B. Efek Protektif terhadap Toksititas Obat-Obat dan Agen Kemoterapi Kanker
Parasetamol dan cyclophosphamid dimetabolisasikan dalam hati oleh sitokrom P450. Pembentukan zat antara metabolisme itu bertanggung jawab pada deplesi sel-sel hati (hepatocyte) dari glutathione dan lipoperoxydation. Vinblastine (suatu agen kemoterapi) bersifat hepatotoxic dan hematotoxic. Sedangkan, senyawa-senyawa flavonoid danpolifenol  memiliki beberapa kasiat biologi dan anti-oksidatif.
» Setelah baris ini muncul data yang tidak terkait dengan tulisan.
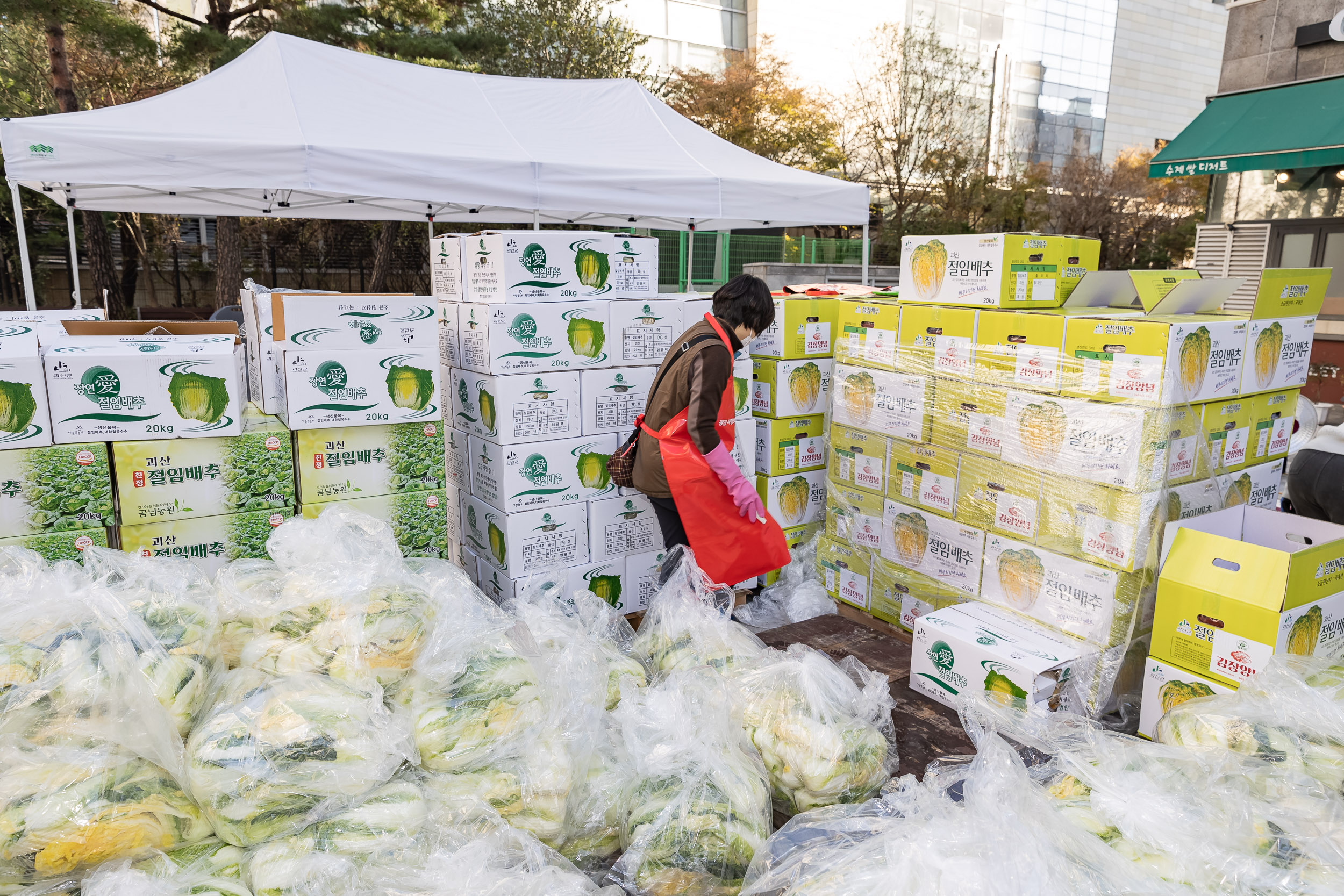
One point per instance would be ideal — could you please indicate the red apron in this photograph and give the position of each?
(729, 547)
Pengaruh perlakuan oral flavonoid (diosmine dan quercetine) dalam bentuk ekstrak propolis 60 mg/kg setiap hari selama 14 hari, pada toksisitas hematologikal dan hepatik dari dosis tunggal 80 mg/kg cyclophosphamide dengan injeksi intravenous, vinblastine 2 mg/kg dengan injeksi intravena dan toksisitas hepatik parasetamol diterapi dengan konsumsi oral 200 mg/kg berdasarkan 2/3 LD50 tikus Mister Albino betina telah diteliti. Analisis dilakukan pada interval reguler: 1, 3, 7 dan 14 hari setelah pengobatan. Dalam grup tikus dengan perlakuan cyclophosphamid parasetamol saja teramati sejak hari pertama, suatu peningkatan lipid peroxide (MDA) 120%. Dengan cara yang sama, teramati leucopenia dan thrombopenia (70% pengurangan) teramati pada hari ketiga dan hari ke-14 pada tikus dengan perlakuan chemoterapeutic agents saja (cyclophosphamide dan vinblastine).  Kombinasi flavonoid dengan obat-obat telah jelas mereduksi efek toksik dari obat-obatan. Bahkan aplasic teramati dengan vinblastine, sebagaimana dengan leucopenia dan thrombopenia dari cyclophosphamide terkoreksi sepenuhnya. Dengan cara yang sama, para peneliti mencatat suatu laju restorasi peroxide dan glutathone. Flavonoid tampaknya bekerja dengan aktivasi pergantian glutathione dan enzim-enzim yang merangsang terutama glutathion-transferases yang memungkinkan penangkaran metabolit reaktif dari obat yang diteliti (Lahouel et al., 2004).